[Math] How to prove that the following iteration process converges

convergence-divergencefixed-point-theoremsnumerical methodssequences-and-series

I have the following iteration process: $$ p_{n+1} = \frac{{p_{n}}^3 + 3 a p_{n} }{3 {p_{n}}^2 + a } , $$ where $a > 0$.

Q1: How to prove that this iteration process converges for every number $p_0 > p > 0 $ to the fixed point $p = g(p), p > 0$ ?

Q2: How to prove that this iteration process converges for every number $p > p_0 > 0$ to the fixed point $p = g(p) , p > 0 $ ?

Perhaps the following theorem helps: Let $f \in C^2 [a,b]$ such that $f(p) = 0$ and $f'(p) \neq 0 $. Then there is a $\delta > 0 $ such that Newton's method generates a sequence $ \{ p_n \} $, which converges to $p$ for every $p_0 \in [p – \delta , p + \delta]$.

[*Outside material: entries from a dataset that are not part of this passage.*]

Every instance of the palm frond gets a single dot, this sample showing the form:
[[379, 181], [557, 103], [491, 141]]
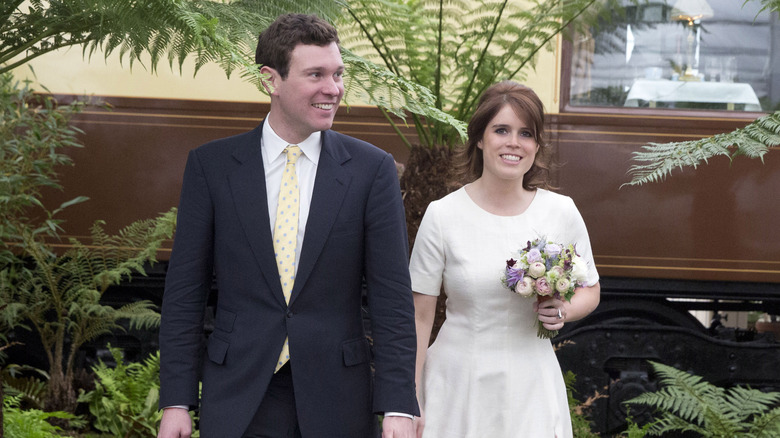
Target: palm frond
[[656, 161]]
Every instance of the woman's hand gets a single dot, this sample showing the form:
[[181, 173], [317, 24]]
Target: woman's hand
[[551, 312]]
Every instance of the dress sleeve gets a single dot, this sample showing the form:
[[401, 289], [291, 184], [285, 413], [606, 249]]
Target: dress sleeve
[[579, 235], [427, 262]]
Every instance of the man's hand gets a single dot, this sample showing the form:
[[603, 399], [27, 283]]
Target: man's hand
[[397, 427], [176, 423], [419, 424]]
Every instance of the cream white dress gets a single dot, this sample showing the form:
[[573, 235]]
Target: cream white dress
[[487, 375]]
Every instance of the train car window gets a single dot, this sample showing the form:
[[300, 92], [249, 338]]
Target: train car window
[[679, 54]]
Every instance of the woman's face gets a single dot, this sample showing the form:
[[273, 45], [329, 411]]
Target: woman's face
[[508, 146]]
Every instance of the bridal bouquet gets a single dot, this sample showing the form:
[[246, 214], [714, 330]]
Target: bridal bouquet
[[544, 270]]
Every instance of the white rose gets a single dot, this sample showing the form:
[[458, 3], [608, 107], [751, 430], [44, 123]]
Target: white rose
[[525, 287]]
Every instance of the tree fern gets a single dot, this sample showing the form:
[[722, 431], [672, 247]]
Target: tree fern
[[221, 32], [688, 403], [456, 48], [656, 161], [124, 401]]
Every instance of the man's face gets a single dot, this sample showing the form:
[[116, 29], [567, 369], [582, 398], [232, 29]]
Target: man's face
[[306, 101]]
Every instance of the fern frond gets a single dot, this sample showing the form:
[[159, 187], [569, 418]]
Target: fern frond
[[656, 161], [688, 403], [766, 425]]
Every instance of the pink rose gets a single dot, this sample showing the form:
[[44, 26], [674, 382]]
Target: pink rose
[[557, 272], [536, 269], [525, 287], [562, 285], [543, 287]]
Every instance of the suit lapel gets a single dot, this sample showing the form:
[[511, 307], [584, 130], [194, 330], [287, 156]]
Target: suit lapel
[[247, 184], [330, 187]]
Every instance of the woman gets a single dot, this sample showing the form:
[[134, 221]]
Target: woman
[[488, 374]]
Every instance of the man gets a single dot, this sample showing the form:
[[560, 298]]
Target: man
[[350, 223]]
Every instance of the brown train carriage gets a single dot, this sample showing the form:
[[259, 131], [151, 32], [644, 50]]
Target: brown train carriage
[[704, 239]]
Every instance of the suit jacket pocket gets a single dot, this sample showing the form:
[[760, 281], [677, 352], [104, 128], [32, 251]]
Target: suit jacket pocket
[[216, 348], [356, 351], [350, 226], [224, 320]]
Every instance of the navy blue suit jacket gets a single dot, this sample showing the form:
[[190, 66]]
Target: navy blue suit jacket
[[356, 230]]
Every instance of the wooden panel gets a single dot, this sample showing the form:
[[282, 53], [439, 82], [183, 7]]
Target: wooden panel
[[135, 151], [712, 223]]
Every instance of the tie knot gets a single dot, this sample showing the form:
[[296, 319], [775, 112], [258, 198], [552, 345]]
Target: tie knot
[[293, 153]]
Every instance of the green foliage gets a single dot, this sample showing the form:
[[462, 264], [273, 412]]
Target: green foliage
[[32, 423], [456, 48], [580, 423], [59, 294], [221, 32], [658, 160], [687, 403], [124, 401], [30, 390]]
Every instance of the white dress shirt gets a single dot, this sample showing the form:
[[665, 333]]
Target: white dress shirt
[[274, 160]]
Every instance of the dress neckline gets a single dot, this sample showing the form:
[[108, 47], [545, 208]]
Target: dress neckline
[[476, 206]]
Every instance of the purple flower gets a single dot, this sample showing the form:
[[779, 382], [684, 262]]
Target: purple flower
[[513, 275], [543, 287]]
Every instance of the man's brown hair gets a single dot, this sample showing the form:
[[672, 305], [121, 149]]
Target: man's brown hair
[[276, 43]]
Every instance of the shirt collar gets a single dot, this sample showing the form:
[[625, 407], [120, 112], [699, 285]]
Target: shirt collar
[[273, 145]]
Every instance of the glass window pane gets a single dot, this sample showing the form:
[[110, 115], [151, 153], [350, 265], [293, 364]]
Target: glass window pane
[[683, 54]]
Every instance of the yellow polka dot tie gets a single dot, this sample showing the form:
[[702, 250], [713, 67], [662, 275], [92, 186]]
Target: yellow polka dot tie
[[286, 234]]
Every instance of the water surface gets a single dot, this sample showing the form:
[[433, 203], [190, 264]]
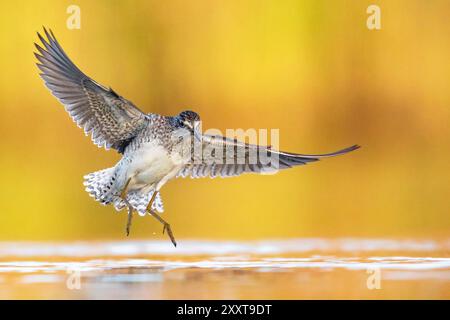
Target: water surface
[[272, 269]]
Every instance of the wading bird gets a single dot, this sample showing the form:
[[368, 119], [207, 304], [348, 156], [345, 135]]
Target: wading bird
[[154, 148]]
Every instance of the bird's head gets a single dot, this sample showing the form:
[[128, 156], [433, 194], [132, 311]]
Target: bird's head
[[189, 120]]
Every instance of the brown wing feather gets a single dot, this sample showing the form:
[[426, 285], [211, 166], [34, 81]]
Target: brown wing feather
[[245, 158], [111, 120]]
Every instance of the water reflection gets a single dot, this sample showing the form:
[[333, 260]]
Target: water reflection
[[303, 268]]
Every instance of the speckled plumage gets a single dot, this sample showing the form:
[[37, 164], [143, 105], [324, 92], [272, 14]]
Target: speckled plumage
[[154, 148]]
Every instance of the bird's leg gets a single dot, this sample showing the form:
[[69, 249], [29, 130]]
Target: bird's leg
[[149, 206], [130, 217], [123, 195], [166, 226]]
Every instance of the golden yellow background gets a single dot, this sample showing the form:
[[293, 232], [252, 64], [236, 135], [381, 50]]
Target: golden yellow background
[[310, 68]]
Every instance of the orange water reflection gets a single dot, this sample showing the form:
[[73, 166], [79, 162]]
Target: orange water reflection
[[289, 269]]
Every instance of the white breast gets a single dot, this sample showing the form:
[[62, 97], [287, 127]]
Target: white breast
[[149, 165]]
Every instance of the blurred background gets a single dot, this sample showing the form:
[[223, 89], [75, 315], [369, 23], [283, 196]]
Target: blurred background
[[309, 68]]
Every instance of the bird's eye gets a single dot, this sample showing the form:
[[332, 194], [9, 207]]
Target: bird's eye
[[187, 124]]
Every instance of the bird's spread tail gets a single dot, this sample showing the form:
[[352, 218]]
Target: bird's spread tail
[[101, 185]]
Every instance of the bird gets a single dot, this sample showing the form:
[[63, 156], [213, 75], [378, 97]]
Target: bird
[[154, 148]]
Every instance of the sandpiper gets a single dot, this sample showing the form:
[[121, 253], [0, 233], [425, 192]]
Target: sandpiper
[[154, 148]]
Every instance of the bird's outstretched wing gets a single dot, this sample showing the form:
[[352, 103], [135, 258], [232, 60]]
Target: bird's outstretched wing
[[111, 120], [224, 157]]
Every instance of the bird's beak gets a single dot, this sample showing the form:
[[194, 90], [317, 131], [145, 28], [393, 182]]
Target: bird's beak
[[198, 130]]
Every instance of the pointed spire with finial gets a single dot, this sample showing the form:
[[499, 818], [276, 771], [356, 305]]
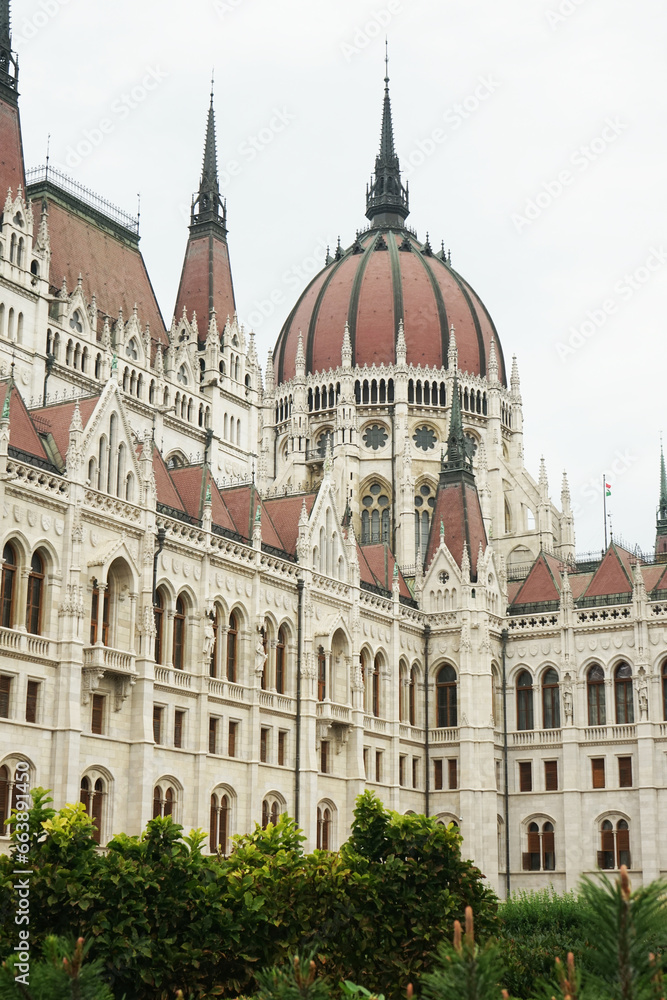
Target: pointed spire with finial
[[387, 201], [9, 64], [208, 206]]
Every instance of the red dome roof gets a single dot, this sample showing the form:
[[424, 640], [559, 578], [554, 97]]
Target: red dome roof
[[386, 276]]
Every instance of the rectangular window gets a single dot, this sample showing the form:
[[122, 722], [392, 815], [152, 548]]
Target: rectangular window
[[179, 723], [212, 735], [625, 772], [231, 738], [5, 691], [31, 701], [453, 772], [525, 776], [97, 723], [551, 775], [157, 724]]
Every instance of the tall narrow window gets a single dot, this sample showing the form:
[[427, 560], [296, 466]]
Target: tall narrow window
[[321, 675], [281, 646], [524, 701], [625, 711], [99, 609], [9, 567], [597, 715], [179, 634], [35, 594], [158, 612], [232, 647], [445, 696], [550, 700]]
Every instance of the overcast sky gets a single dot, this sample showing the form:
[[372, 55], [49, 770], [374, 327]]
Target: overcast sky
[[532, 133]]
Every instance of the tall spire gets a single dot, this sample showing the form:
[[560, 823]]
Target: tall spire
[[386, 197], [208, 206], [9, 64]]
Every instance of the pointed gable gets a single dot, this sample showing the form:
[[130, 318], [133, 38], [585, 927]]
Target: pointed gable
[[613, 576], [542, 583]]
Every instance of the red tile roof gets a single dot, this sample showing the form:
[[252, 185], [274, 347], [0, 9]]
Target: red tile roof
[[12, 173], [206, 275], [112, 270]]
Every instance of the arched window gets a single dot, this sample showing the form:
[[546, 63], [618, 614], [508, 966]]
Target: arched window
[[541, 854], [550, 700], [158, 611], [281, 652], [321, 674], [375, 687], [597, 715], [524, 701], [35, 595], [219, 824], [99, 630], [625, 711], [323, 828], [179, 634], [232, 647], [9, 567], [445, 698], [614, 844], [412, 701]]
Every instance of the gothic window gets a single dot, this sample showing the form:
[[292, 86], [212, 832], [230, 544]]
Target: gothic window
[[35, 595], [541, 853], [375, 437], [324, 441], [550, 700], [623, 694], [281, 650], [219, 825], [524, 701], [425, 438], [424, 504], [597, 715], [445, 698], [232, 647], [9, 567], [614, 844], [179, 634], [375, 516]]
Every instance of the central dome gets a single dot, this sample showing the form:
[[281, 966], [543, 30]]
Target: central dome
[[386, 276]]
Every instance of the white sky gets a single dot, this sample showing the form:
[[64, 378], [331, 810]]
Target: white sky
[[557, 73]]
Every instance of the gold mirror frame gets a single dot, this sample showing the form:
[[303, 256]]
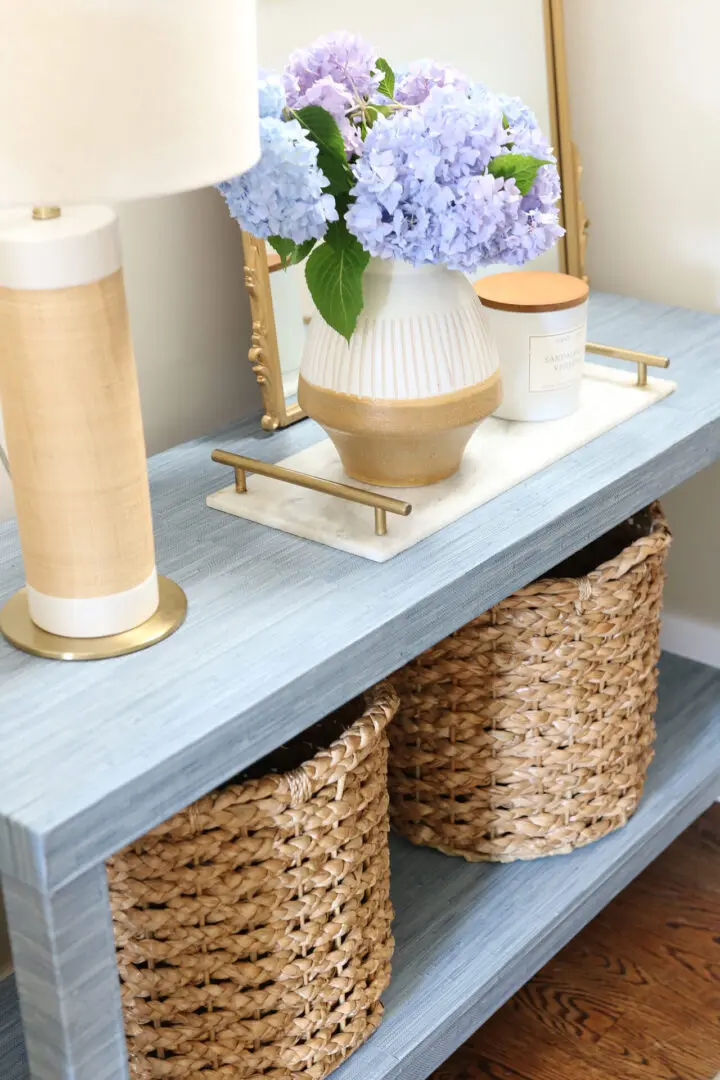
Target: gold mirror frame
[[265, 352]]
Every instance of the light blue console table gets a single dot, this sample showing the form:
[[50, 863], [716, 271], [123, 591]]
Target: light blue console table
[[282, 631]]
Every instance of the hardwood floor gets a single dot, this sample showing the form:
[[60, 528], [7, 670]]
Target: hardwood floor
[[636, 996]]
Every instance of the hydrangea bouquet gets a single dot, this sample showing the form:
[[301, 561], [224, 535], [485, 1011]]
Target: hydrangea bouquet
[[425, 166]]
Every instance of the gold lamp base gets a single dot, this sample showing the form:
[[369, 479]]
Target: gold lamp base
[[16, 625]]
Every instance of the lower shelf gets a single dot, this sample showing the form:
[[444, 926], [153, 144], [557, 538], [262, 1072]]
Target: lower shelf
[[470, 935]]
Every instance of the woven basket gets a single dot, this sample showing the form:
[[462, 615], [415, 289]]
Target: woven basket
[[529, 731], [254, 929]]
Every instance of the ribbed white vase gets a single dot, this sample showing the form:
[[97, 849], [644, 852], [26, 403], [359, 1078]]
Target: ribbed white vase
[[420, 373]]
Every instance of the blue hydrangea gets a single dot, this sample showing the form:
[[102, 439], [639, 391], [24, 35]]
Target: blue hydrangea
[[423, 193], [538, 226], [283, 193], [271, 94]]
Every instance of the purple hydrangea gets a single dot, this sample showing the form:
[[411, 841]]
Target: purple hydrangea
[[423, 193], [336, 71], [283, 193], [524, 131], [413, 85], [538, 225]]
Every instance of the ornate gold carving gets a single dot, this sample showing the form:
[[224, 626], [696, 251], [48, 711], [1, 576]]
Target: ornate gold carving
[[263, 353], [573, 244], [581, 216]]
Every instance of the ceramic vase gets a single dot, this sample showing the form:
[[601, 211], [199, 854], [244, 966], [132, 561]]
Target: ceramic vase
[[403, 397]]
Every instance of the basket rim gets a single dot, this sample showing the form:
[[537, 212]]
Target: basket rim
[[657, 541], [298, 785]]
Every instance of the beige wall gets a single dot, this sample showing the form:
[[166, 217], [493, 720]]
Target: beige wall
[[646, 99], [184, 271]]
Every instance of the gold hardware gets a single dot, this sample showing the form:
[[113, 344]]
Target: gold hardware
[[383, 503], [19, 630], [45, 213], [643, 360]]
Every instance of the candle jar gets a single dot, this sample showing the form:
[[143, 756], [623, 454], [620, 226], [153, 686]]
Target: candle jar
[[539, 321]]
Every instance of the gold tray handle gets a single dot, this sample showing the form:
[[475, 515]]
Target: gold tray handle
[[643, 360], [382, 503]]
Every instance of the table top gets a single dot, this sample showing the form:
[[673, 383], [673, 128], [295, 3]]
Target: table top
[[281, 631]]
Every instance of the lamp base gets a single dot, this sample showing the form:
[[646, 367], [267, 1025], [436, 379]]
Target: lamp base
[[16, 625]]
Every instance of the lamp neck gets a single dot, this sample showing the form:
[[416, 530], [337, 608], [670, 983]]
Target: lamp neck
[[45, 213]]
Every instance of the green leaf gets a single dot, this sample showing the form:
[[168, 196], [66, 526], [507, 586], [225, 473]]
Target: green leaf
[[388, 84], [518, 166], [331, 158], [334, 273], [302, 251], [285, 248]]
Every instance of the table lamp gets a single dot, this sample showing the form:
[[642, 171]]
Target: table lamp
[[100, 102]]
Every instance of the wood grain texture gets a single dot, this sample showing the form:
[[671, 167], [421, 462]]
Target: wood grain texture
[[67, 980], [636, 995], [68, 379], [470, 935], [282, 631]]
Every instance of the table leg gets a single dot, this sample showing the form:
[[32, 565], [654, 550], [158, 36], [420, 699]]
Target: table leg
[[67, 979]]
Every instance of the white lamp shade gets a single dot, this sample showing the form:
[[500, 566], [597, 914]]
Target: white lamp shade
[[110, 100]]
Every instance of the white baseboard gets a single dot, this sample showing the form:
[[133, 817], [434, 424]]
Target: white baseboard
[[692, 638]]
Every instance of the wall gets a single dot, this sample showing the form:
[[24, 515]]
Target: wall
[[644, 92], [190, 319]]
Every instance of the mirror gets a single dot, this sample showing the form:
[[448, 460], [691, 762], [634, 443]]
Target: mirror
[[515, 49]]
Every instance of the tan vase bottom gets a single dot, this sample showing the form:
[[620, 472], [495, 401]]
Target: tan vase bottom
[[406, 443]]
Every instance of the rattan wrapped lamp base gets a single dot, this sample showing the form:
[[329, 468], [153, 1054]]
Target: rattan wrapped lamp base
[[254, 929], [529, 731]]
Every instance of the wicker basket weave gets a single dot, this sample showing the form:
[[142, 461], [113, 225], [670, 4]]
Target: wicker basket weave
[[529, 731], [254, 929]]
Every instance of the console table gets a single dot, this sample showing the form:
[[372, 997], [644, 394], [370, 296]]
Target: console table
[[281, 632]]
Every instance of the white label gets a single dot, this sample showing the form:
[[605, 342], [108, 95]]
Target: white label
[[556, 360]]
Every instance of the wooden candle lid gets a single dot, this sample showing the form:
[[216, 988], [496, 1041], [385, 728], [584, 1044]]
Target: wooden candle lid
[[531, 291]]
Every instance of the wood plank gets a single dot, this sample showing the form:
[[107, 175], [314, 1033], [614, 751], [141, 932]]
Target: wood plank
[[660, 1014], [470, 935], [282, 631], [65, 970]]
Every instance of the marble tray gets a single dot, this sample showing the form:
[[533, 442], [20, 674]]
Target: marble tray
[[500, 455]]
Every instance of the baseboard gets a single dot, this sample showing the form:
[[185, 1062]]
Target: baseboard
[[692, 638]]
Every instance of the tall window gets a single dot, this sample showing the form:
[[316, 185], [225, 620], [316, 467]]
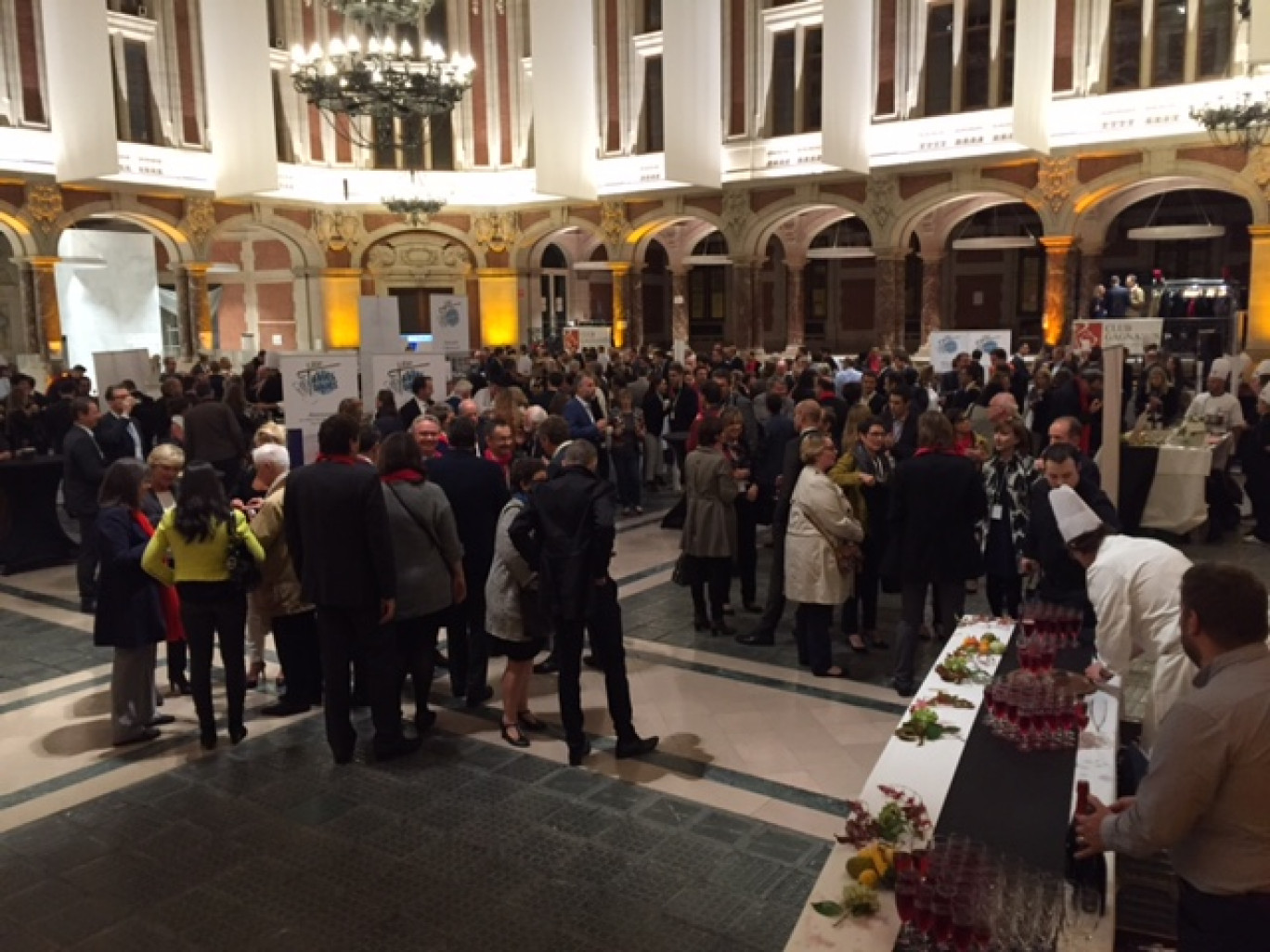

In my case, $f(x) = x^2 – a$.

I am guessing this theorem probably could help (especially for Q2), but I don't see how I can apply it.

Best Answer

Consider $p_{n+1} - p_n = \frac{-2p_n^3 + 2ap_n}{3p_n^2 + a}$. We have $$p_{n+1} - p_n =\begin{cases}\le 0, & \text{if } p_n \ge \sqrt{a}\\ = 0, & \text{if } p_n = \sqrt{a} \\ \ge 0, & \text{if } p_n \le \sqrt{a}\end{cases}$$ Moreover, let $f(x) = \frac{x^3 + 3ax}{3x^2 + a}$. Then $$f'(x) = \frac{(3x^2+3a)(3x^2 + a)-6x(x^3+3ax)}{(3x^2+a)^2}=\frac{3x^4-6ax^2+3a^2}{(3x^2+a)^2}=\frac{3(x^2-a)^2}{(3x^2+a)^2} \ge 0.$$ Thus it follows that $f$ is increasing. In particular $$p_{n+1} = f(p_n) \le f(\sqrt{a}) = \sqrt{a} \Leftrightarrow p_n \le \sqrt{a}.$$

The behaviour of the sequence is now clear: $p_n$ increases without going past $\sqrt{a}$ if $p_0 \le \sqrt{a}$ and decreases if $p_0 \ge \sqrt{a}$, again without going past $\sqrt{a}$. Thus as a bounded monotone sequence $p_n$ has a limit, which has to be $\sqrt{a}$ by taking limits on both sides of the defining equation of $p_{n+1}$.